At its best, this response gives us dynamics like union vs. management. At its worst, we get endemic inefficiency and cynicism.

Now add change to the equation. Decades ago, we had monolithic corporations with fixed boundaries, competing against each other. Now, as BusinessWeek describes in its August 20 & 27 cover story The Future of Work , we have something quite different:

The very idea of a company is shifting away from a single outfit with full-time employees and a recognizable hierarchy. It is something much more fluid, with a classic corporation at the center of an ever-shifting network of suppliers and outsourcers, some of whom only join the team for the duration of a single project…

The hard part for multionatinals is getting people to work well together…such pressures put a premium on recruiting staff who are globally minded from the outset…Nokia is careful to select people who have a “collaborative mindset…”

Exactly.

The playbook that business schools still teach from is the one labeled Big Monolithic Corporation—and the chapter heads are all about Competition.

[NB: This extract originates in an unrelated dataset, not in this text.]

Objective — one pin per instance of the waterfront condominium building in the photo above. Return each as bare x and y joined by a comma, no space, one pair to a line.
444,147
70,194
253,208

The playbook that hasn’t been written yet is about the Fluid, Shifting, Morphing Entity that BusinessWeek describes—and the chapters are not about Competition, but about Collaboration—with customers, with employees, with partners.

Dog eat dog? Why? When dogs eat dog food instead of each other, and figure out how to work together, life gets better.

And in an emerging business world that throws everyone together in constantly permutating ways, that old competitive nature we prized decades ago is becoming a bit of a millstone.

Business doesn’t need, or want, competitors and competitive talents as much as it used to. The emphasis will shift from competition to customers. Business needs more collaborators. Not in order to become more “competitive” or to “win”—but to become more successful.